Abgesehen von dieser wirklich beeindruckend breiten und differenzierten strukturellen Herangehensweise an das Nachhaltigkeits-Schlüsselthema "Fleisch" liegt eine der großen Stärken dieses Bandes m. E. vor allem in der dem Thema angemessenen Interdisziplinarität. Hier wird in bisher einzigartiger Weise die thematisch relevante Fachexpertise aus den Bereichen Agrar- und Ernährungswissenschaft, Biologie, Veterinär- und Allgemeinmedizin, Ökotrophologie, Ökonomie (v. a. Volkswirtschaft), Sozial- und Kulturwissenschaften, Philosophie und Theologie in einer großen Synopse versammelt. Einer Synopse, die durchaus ein breites und heterogenes Meinungsspektrum dokumentiert, was natürlich zur Folge hat, dass man als Leser und Leserin nicht mit allen Beiträgen in gleicher Weise einverstanden sein wird, je nach eigenem Überzeugungshintergrund und eigener Perspektive.

Aber genau diese 'Reibung' ist bei einem derart kontrovers diskutierten Thema im Sinne eines lebendigen interdisziplinären und philosophischen Diskurses als positiv zu bewerten.

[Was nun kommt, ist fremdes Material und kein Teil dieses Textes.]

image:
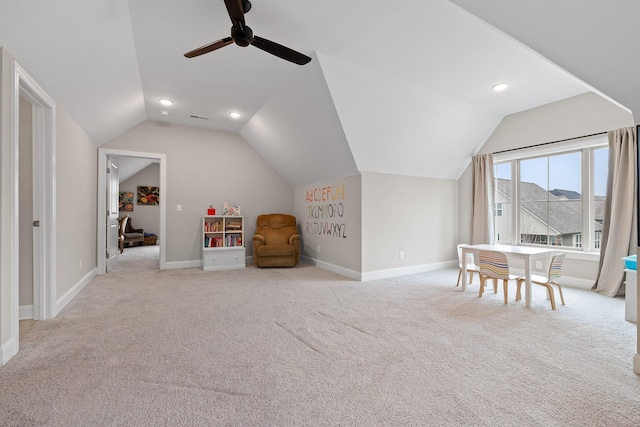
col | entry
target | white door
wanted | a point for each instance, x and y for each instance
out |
(113, 228)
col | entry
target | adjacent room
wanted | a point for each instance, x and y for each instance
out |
(233, 212)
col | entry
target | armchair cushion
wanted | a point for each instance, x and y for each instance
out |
(276, 242)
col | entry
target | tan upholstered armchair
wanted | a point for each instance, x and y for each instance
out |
(276, 242)
(128, 234)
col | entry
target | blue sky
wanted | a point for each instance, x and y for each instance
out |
(560, 171)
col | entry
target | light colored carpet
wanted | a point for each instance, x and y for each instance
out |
(306, 347)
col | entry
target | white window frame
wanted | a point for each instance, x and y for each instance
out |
(586, 145)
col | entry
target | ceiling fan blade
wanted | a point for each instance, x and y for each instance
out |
(280, 51)
(235, 9)
(209, 47)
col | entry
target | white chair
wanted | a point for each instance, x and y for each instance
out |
(554, 273)
(471, 265)
(494, 266)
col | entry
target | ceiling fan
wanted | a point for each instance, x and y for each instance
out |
(242, 35)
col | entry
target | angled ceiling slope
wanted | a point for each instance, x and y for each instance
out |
(298, 131)
(596, 41)
(82, 54)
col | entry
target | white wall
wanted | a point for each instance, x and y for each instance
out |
(6, 204)
(206, 167)
(146, 217)
(76, 203)
(329, 218)
(417, 216)
(573, 117)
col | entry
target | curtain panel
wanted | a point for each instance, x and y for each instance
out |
(619, 233)
(482, 221)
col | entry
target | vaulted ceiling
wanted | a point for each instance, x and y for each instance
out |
(393, 87)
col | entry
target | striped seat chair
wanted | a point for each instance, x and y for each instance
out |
(494, 266)
(554, 273)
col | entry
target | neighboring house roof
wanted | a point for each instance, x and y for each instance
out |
(569, 194)
(559, 211)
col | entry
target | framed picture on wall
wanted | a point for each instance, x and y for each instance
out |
(125, 203)
(148, 195)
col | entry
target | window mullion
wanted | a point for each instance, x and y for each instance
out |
(588, 191)
(515, 202)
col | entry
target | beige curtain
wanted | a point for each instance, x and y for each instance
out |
(619, 233)
(482, 221)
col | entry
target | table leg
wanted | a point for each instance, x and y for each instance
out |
(464, 270)
(527, 282)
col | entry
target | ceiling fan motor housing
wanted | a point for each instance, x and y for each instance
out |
(242, 36)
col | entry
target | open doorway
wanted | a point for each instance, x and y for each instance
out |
(121, 156)
(26, 288)
(138, 188)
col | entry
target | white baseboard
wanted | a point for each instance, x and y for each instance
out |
(25, 312)
(176, 265)
(7, 351)
(74, 291)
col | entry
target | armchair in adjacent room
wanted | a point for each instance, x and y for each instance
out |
(276, 242)
(128, 234)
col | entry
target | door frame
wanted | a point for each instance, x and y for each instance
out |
(44, 208)
(101, 248)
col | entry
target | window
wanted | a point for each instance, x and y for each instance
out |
(554, 198)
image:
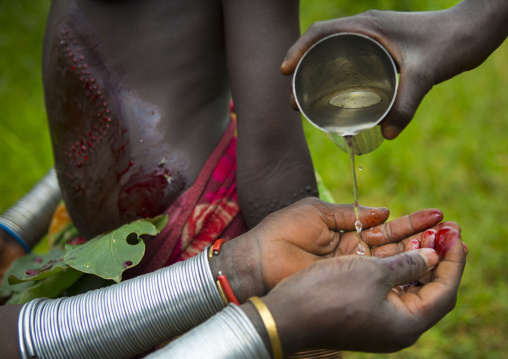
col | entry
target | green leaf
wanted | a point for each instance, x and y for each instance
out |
(109, 255)
(35, 267)
(50, 287)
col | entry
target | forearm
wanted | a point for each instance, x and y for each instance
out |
(486, 22)
(274, 163)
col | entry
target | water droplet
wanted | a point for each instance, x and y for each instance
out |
(358, 226)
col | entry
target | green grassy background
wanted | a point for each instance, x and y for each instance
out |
(453, 156)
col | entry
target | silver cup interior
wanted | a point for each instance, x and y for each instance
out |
(345, 84)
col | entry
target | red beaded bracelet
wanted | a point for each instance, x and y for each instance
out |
(225, 290)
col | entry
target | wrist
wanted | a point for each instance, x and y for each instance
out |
(239, 260)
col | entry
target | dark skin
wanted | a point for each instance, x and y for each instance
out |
(428, 47)
(301, 236)
(135, 112)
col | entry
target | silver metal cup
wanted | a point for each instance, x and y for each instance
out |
(345, 84)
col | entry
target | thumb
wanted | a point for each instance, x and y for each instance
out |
(413, 86)
(407, 267)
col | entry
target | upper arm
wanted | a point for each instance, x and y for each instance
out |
(258, 35)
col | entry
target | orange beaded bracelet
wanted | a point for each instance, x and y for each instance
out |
(223, 286)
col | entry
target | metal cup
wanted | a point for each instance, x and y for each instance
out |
(345, 84)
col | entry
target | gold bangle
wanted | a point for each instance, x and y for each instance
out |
(222, 294)
(270, 326)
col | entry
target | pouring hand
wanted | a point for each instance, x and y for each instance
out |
(428, 47)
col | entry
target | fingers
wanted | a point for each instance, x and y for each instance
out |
(427, 241)
(409, 266)
(402, 228)
(413, 86)
(438, 297)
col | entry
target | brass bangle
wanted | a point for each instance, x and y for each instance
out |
(270, 326)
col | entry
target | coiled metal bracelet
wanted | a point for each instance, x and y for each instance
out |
(28, 219)
(122, 320)
(229, 334)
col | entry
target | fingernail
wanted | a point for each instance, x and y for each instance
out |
(440, 238)
(284, 63)
(429, 256)
(413, 244)
(429, 239)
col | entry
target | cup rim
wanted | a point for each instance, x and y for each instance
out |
(377, 43)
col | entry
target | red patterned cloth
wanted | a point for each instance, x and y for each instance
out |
(205, 212)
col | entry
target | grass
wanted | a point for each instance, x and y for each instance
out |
(453, 156)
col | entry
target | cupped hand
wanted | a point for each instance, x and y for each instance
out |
(428, 48)
(346, 303)
(310, 230)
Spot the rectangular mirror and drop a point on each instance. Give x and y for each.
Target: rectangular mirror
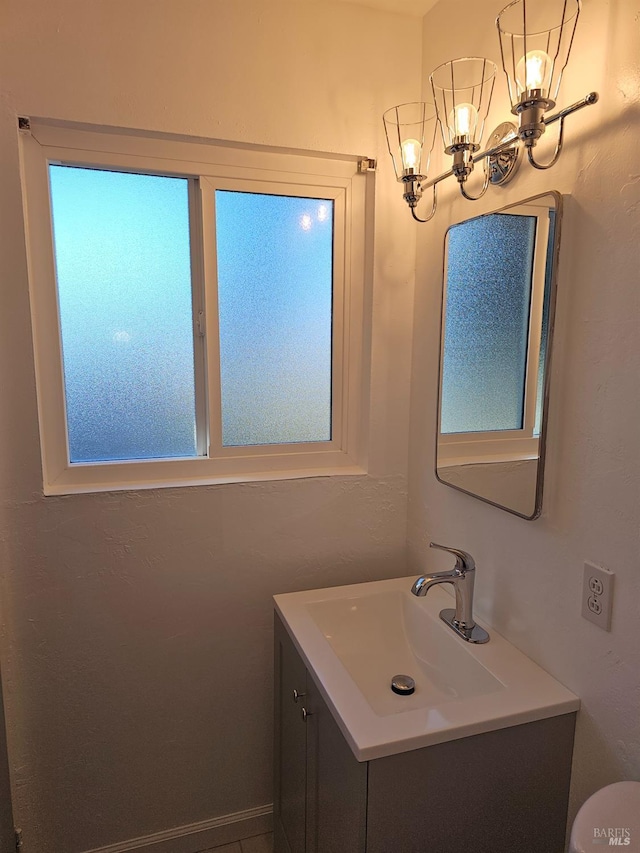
(497, 321)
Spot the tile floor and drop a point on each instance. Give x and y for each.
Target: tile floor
(257, 844)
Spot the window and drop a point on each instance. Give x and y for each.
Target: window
(197, 310)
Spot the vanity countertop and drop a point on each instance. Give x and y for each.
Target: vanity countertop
(355, 638)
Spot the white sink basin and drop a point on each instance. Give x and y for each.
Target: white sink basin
(355, 638)
(382, 634)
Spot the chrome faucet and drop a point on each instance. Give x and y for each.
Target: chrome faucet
(462, 577)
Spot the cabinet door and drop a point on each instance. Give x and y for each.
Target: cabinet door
(336, 784)
(290, 739)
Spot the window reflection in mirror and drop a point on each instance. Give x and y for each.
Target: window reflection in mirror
(497, 317)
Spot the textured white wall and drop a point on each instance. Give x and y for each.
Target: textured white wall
(137, 626)
(530, 573)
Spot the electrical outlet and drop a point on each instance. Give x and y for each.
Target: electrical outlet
(597, 595)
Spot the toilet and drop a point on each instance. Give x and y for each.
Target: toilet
(611, 818)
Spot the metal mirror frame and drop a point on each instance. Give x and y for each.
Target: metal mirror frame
(553, 286)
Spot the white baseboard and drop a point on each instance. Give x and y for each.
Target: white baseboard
(199, 836)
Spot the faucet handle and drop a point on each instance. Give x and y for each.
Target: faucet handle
(464, 561)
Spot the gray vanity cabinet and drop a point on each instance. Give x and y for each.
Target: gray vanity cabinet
(498, 792)
(320, 788)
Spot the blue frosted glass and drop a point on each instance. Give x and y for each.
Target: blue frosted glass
(275, 294)
(123, 267)
(544, 332)
(489, 277)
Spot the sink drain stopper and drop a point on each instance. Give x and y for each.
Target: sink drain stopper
(403, 685)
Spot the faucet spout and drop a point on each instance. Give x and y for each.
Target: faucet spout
(462, 576)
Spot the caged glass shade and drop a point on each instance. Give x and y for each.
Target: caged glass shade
(410, 130)
(535, 43)
(462, 91)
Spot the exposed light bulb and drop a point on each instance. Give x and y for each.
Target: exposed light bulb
(534, 72)
(410, 152)
(463, 120)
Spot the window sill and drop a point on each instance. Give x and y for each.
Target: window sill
(67, 488)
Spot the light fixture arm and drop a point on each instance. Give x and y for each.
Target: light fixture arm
(556, 153)
(433, 209)
(485, 186)
(587, 101)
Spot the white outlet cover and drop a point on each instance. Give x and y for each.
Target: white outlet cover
(597, 595)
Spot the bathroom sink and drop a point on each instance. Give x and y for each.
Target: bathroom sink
(355, 639)
(379, 635)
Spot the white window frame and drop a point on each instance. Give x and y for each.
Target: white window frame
(517, 444)
(210, 166)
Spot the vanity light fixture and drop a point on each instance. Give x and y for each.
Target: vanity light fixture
(410, 130)
(462, 90)
(535, 44)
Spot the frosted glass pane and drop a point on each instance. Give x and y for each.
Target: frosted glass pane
(487, 323)
(275, 294)
(124, 288)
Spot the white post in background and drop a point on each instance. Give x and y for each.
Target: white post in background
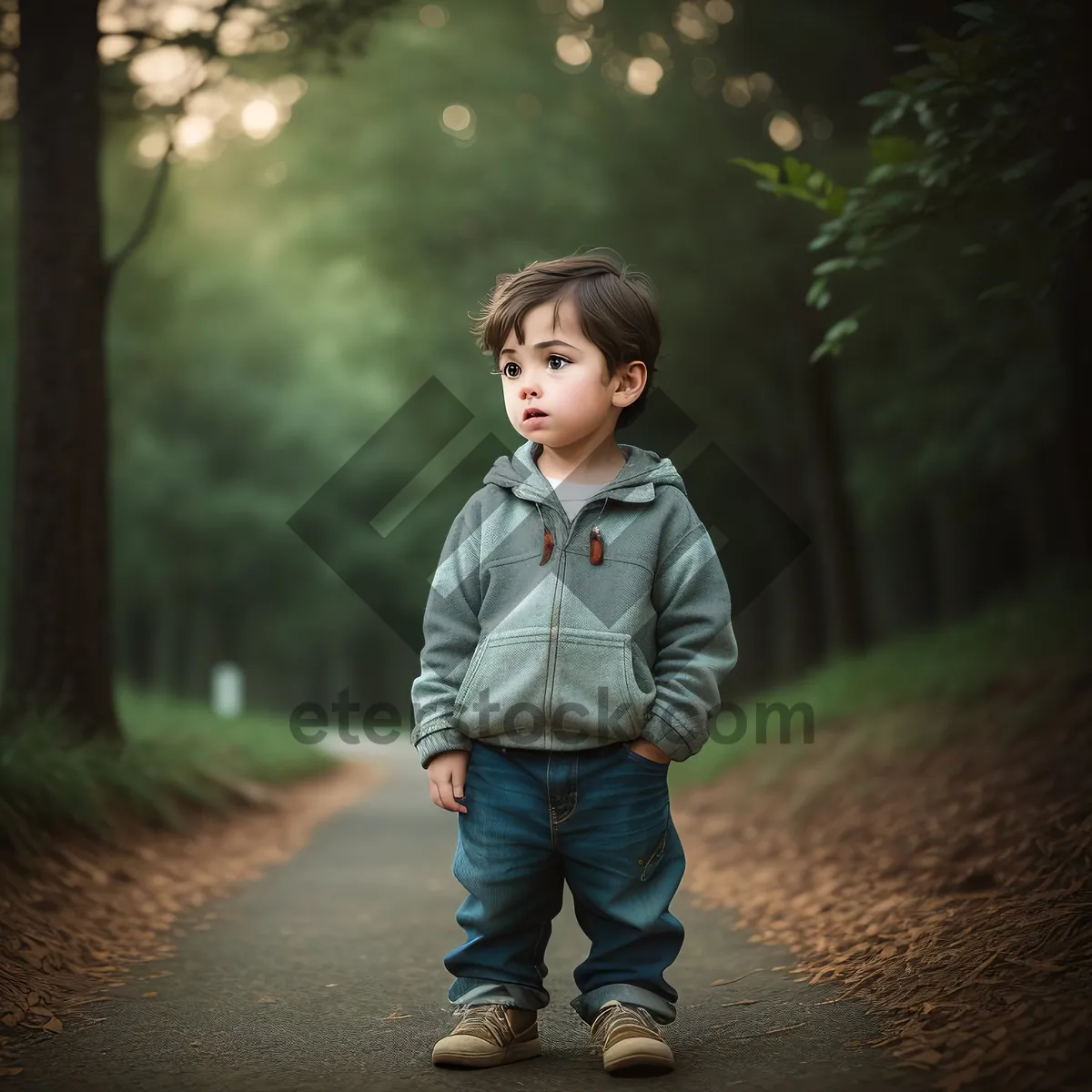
(228, 689)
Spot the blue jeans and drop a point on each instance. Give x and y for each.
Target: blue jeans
(599, 820)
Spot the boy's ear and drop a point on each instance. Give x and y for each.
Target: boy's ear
(636, 379)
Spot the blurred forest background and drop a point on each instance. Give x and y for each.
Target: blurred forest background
(331, 217)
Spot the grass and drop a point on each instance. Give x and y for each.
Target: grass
(1038, 634)
(175, 753)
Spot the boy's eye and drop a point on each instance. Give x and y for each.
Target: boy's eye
(511, 364)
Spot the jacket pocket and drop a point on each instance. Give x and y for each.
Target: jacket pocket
(594, 693)
(507, 675)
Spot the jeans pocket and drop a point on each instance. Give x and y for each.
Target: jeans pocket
(654, 857)
(642, 760)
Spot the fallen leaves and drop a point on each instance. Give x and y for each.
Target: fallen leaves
(76, 918)
(948, 888)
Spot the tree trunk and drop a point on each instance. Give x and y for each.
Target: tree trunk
(140, 649)
(60, 645)
(951, 552)
(835, 535)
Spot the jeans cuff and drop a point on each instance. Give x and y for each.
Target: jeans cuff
(588, 1005)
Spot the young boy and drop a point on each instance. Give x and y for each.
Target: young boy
(576, 637)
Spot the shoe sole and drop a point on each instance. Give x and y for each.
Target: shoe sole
(516, 1053)
(639, 1064)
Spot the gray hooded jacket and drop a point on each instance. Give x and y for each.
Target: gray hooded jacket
(551, 636)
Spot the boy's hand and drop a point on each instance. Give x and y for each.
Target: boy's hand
(648, 749)
(447, 779)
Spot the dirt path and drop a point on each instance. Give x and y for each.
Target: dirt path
(327, 975)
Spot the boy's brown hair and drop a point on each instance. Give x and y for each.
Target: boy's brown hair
(617, 307)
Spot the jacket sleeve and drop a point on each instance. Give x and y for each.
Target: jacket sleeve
(696, 647)
(451, 632)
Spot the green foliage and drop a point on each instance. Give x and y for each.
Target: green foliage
(993, 114)
(174, 756)
(1037, 634)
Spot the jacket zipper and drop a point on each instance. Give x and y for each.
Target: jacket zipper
(556, 621)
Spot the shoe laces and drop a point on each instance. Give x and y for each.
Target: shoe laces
(622, 1016)
(487, 1018)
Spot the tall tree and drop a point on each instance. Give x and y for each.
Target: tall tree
(60, 639)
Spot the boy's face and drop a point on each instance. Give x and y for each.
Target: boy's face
(558, 371)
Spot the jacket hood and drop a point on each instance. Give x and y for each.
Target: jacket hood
(636, 481)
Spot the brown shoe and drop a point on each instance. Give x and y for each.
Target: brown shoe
(490, 1036)
(631, 1041)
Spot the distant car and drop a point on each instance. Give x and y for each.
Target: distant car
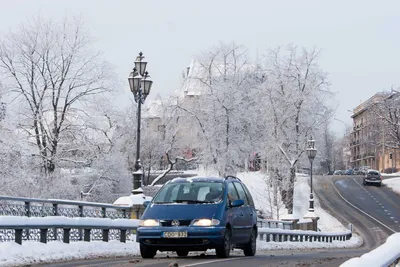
(364, 169)
(373, 177)
(349, 172)
(199, 213)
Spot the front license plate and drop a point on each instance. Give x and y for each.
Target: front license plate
(174, 234)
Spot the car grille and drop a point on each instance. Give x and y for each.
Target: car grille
(177, 241)
(181, 222)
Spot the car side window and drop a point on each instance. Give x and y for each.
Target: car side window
(242, 194)
(232, 193)
(249, 197)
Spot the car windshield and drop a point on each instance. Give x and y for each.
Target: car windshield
(190, 192)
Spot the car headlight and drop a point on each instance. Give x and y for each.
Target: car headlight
(206, 222)
(149, 223)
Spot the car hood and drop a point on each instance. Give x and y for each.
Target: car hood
(180, 211)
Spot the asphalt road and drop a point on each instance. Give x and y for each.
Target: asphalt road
(373, 211)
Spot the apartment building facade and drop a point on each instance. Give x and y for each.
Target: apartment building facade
(368, 140)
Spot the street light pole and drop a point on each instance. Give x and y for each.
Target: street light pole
(140, 85)
(311, 153)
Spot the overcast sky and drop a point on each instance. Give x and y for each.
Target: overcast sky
(360, 40)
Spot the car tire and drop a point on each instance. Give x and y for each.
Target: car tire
(182, 253)
(224, 250)
(147, 252)
(250, 248)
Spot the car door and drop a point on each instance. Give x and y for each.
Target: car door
(234, 213)
(245, 213)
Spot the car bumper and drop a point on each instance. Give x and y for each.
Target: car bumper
(372, 181)
(198, 238)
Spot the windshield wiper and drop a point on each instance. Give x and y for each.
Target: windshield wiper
(192, 201)
(162, 202)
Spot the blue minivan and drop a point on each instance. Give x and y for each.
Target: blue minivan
(199, 213)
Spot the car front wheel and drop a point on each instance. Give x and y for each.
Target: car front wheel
(250, 248)
(225, 249)
(182, 253)
(147, 252)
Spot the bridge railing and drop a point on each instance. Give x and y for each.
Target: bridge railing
(282, 235)
(33, 207)
(68, 229)
(275, 224)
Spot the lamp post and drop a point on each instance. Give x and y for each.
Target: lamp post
(140, 84)
(311, 153)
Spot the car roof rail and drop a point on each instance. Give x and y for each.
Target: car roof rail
(233, 177)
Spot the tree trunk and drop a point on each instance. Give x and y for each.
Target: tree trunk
(290, 192)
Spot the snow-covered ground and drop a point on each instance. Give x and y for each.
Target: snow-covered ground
(12, 254)
(393, 183)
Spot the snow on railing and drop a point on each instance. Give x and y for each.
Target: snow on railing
(34, 207)
(388, 254)
(19, 224)
(282, 235)
(275, 224)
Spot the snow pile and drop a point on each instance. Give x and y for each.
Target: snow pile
(31, 252)
(66, 221)
(12, 254)
(393, 183)
(260, 191)
(383, 255)
(131, 200)
(353, 242)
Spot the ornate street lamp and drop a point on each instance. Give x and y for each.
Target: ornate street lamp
(311, 153)
(140, 84)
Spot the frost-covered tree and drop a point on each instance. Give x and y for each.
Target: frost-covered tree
(220, 107)
(296, 95)
(54, 73)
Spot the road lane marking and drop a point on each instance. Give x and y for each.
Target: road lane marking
(213, 261)
(360, 209)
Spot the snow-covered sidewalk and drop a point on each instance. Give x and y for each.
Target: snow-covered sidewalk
(12, 254)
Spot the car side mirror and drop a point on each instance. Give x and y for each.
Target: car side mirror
(237, 203)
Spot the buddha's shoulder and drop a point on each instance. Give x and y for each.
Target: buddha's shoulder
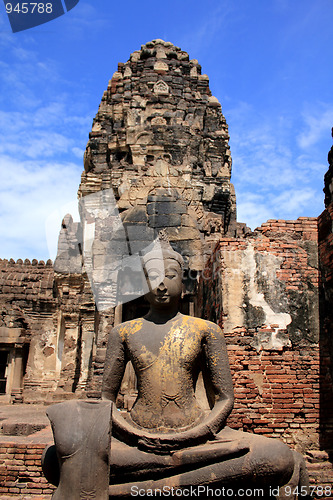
(199, 323)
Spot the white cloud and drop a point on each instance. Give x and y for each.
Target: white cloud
(318, 123)
(29, 193)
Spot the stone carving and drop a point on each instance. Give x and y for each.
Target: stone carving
(78, 463)
(168, 439)
(161, 87)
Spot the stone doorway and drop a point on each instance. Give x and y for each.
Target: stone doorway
(4, 356)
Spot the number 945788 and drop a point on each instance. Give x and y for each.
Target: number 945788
(29, 8)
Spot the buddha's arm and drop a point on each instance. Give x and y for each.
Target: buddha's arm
(114, 369)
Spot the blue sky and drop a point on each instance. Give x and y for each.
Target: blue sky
(270, 66)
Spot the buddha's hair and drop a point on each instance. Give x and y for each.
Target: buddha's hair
(167, 251)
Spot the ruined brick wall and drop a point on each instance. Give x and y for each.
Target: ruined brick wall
(21, 473)
(263, 291)
(325, 237)
(28, 305)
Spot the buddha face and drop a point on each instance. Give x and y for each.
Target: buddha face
(165, 282)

Zumal in diesem Zusammenhang zudem die nach meiner Einschätzung größte Stärke des Bandes hervorzuheben ist: seine Sachlichkeit. Meinungen werden klar, pointiert und (mal mehr, mal weniger) engagiert präsentiert, aber durchgehend auf der Basis sachlich fundierter Argumente, differenzierter und kritisch-reflexiver Abwägungen (was auch zentrale Begriffe wie den der 'Nachhaltigkeit' betrifft!) sowie reichhaltiger empirischer Daten und Fakten. Eine pauschale 'Fleisch bringt's!'-Propaganda der Fleischlobby fehlt daher ebenso wie jegliche 'Fleisch ist Mord!'-PETA-Polemik. Das mag - je nach Ideologie - unausgewogen erscheinen; mir erscheint es im Sinne einer möglichst nicht (primär) emotional geführten wissenschaftlichen Debatte als angemessen - was natürlich nicht die These impliziert, das Thema 'Fleischkonsum' ließe sich in all seiner Komplexität rein wissenschaftlich, sachlich und frei von Emotionalität 'klären'! Und es impliziert auch nicht die These, dass radikaler (je nach Perspektive: konsequenter) Tierschutz generell als 'ideologisch' zu bewerten sei!"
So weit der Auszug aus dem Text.